Flatworms show a trait called cephalization, a trait related to their sense organs. Organisms with cephalization have a defined head area. This adaptation allows organisms to concentrate their sensory organs towards the front of their bodies, allowing them to preferentially sense the area in front of them rather than the area behind them. While this adaptation may seem like a no-brainer to an organism like a human, it gives flatworms the ability to concentration sensor organs and nerve structures in the front of the organisms.

Eyespots

Flatworms have prominent eyespots. These constitute the flatworm's most prominent sensory organs. However, while the eyespots resemble eyes, the organs are much more simple. Eyespots consist of a single layer of photosensitive cells. The photosensitive cells contain a pigment that reacts to light, and signal nerve cells when they do so. The eyespots have no lenses to focus images. Due to their simplicity, eye spots cannot produce images. Instead, the eyespots can only tell light from dark.

Auricals

Many flatworms have auricles. Auricles consist of angled projections from the sides of the head, which gives some flatworms' heads an arrow-shaped appearance. Auricles contain concentrations of nerve cells. These nerves are sensitive to both touch, moisture and certain chemicals.
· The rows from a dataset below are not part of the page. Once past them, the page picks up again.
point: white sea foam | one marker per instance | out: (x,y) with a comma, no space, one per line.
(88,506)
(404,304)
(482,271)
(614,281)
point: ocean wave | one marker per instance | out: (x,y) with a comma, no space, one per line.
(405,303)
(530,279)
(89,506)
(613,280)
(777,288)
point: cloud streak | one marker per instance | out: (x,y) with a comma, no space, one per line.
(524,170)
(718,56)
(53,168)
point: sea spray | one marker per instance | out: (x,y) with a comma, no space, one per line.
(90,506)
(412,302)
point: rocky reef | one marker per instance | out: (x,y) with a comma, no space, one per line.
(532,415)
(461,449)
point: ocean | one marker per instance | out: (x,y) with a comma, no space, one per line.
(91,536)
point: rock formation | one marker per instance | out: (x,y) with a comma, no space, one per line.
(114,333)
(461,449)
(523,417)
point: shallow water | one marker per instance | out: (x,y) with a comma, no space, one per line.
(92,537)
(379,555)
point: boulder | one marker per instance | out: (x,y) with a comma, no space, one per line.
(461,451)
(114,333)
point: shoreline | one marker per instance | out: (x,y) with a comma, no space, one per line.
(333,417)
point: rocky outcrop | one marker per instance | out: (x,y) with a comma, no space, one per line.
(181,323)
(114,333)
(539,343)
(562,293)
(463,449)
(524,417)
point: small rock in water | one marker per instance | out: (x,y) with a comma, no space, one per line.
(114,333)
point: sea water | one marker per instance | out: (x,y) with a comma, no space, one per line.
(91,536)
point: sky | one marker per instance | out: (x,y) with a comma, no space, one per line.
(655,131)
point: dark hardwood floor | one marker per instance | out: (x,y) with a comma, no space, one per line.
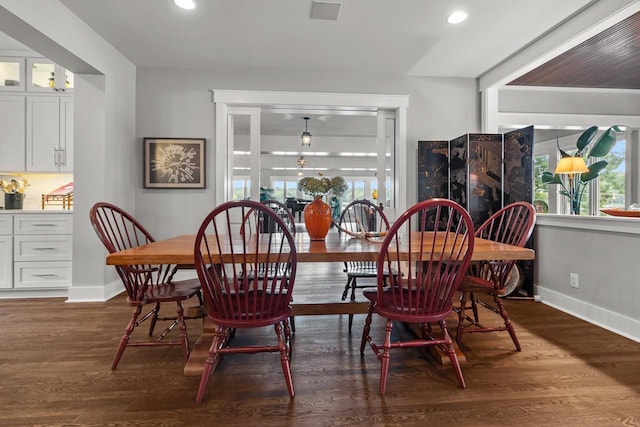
(56,358)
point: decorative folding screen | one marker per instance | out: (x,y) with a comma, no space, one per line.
(482,172)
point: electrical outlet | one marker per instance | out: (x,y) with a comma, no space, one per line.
(573,280)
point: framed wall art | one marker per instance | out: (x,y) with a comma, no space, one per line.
(174,163)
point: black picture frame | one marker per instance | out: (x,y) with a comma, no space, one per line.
(174,163)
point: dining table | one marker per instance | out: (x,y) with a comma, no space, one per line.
(336,247)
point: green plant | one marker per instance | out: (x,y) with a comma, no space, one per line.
(587,148)
(322,185)
(16,185)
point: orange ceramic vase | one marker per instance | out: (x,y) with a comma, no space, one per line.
(317,219)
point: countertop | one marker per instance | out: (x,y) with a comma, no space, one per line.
(34,211)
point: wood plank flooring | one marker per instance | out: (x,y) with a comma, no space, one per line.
(56,358)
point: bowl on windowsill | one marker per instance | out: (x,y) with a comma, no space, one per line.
(632,212)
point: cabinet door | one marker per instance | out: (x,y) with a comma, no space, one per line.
(66,134)
(12,74)
(53,274)
(12,133)
(6,262)
(43,133)
(42,248)
(31,224)
(45,76)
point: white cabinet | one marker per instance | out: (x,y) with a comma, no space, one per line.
(12,133)
(42,251)
(49,136)
(12,75)
(45,76)
(6,251)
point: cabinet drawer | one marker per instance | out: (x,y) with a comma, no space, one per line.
(43,224)
(6,225)
(52,274)
(42,248)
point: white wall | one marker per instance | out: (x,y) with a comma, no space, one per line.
(177,103)
(603,252)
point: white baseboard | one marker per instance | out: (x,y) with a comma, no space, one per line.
(614,322)
(95,293)
(34,293)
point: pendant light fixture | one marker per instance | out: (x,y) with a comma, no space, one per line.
(306,136)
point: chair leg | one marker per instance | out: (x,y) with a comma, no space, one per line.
(287,337)
(385,357)
(124,341)
(218,338)
(507,321)
(154,318)
(461,318)
(366,330)
(474,307)
(184,338)
(346,288)
(284,359)
(451,352)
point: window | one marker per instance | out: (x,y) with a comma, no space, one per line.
(609,190)
(241,188)
(611,184)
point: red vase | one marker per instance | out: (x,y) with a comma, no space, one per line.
(317,219)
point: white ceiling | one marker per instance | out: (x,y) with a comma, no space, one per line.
(390,37)
(397,37)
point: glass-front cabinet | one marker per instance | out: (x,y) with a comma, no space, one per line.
(12,75)
(46,76)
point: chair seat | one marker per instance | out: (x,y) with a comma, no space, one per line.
(387,306)
(363,272)
(266,308)
(173,291)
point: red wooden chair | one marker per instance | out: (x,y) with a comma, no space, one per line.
(234,299)
(358,217)
(426,280)
(513,225)
(145,284)
(255,220)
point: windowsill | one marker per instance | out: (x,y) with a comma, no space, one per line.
(590,223)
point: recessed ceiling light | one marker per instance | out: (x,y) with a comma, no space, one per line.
(185,4)
(457,17)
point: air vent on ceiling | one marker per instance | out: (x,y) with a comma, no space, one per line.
(325,10)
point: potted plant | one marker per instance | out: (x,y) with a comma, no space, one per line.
(322,185)
(587,148)
(317,214)
(13,192)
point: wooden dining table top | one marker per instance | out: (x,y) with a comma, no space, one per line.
(337,247)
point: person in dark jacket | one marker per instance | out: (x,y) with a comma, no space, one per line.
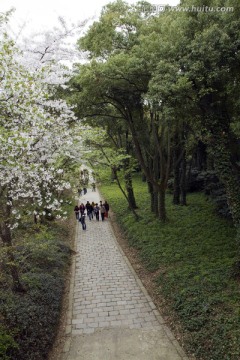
(76,210)
(106,205)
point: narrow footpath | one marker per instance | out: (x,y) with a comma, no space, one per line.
(111,316)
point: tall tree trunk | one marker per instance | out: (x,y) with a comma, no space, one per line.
(176,175)
(126,197)
(183,180)
(6,237)
(129,186)
(161,204)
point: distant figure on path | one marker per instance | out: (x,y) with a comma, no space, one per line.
(89,209)
(106,205)
(102,210)
(76,210)
(81,208)
(96,211)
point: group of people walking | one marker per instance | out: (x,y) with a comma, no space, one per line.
(93,210)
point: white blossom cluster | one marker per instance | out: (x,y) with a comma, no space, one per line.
(34,135)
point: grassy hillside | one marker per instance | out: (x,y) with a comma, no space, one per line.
(192,255)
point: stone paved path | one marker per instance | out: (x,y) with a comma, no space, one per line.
(111,316)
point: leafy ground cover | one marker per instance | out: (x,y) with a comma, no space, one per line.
(191,256)
(29,320)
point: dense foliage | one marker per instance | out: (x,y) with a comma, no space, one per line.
(164,86)
(189,258)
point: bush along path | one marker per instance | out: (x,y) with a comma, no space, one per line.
(111,316)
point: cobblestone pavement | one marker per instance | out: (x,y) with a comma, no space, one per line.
(110,312)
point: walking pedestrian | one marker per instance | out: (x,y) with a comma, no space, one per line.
(81,209)
(102,211)
(89,209)
(76,210)
(106,205)
(96,211)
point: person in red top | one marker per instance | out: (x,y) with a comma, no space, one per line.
(82,208)
(106,205)
(76,210)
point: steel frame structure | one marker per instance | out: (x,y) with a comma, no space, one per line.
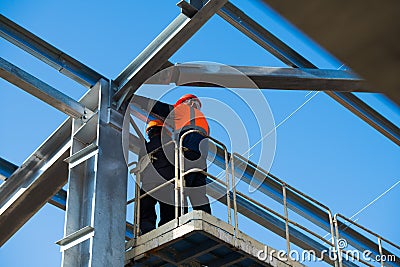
(89,142)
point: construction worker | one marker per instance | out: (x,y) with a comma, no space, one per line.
(186,116)
(156,170)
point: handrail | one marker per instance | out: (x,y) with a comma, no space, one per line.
(367,243)
(288,192)
(285,217)
(285,185)
(138,197)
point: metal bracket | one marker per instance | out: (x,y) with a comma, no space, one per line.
(187,9)
(75,238)
(115,119)
(82,155)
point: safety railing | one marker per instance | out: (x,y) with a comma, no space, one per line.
(287,192)
(285,187)
(379,253)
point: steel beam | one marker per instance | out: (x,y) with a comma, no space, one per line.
(47,53)
(97,191)
(40,177)
(34,183)
(263,77)
(43,91)
(162,48)
(262,37)
(289,56)
(6,169)
(369,115)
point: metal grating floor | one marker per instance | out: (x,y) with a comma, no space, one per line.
(197,239)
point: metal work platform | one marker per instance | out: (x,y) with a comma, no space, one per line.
(198,239)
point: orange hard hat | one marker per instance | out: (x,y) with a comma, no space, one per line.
(187,97)
(154,123)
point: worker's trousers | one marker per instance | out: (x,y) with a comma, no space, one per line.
(164,196)
(196,182)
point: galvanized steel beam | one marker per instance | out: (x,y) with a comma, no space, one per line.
(263,77)
(47,53)
(6,169)
(34,183)
(43,91)
(97,191)
(39,178)
(289,56)
(162,48)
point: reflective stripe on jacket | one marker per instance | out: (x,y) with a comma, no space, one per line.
(187,117)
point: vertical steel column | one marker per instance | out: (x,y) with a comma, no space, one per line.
(96,205)
(286,219)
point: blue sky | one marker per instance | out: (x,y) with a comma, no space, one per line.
(323,149)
The angled projections increase the surface area for these nerves and allow the flatworm to distinguish which side the stimulus is coming from.

Using Senses

Flatworms lead a simple existence; instinct determines their actions. Most of their reactions consist of slowly moving away from negative stimulus. For example, when flatworm eyes detect light, a flatworm will turn in the direction of whichever eye is less stimulated. This means a flatworm will avoid light and move towards darkness. Flatworms avoid light, since they need to keep themselves damp and avoid predators. By shunning direct sunlight, flatworms increase the chances that they will avoid predation and dessication.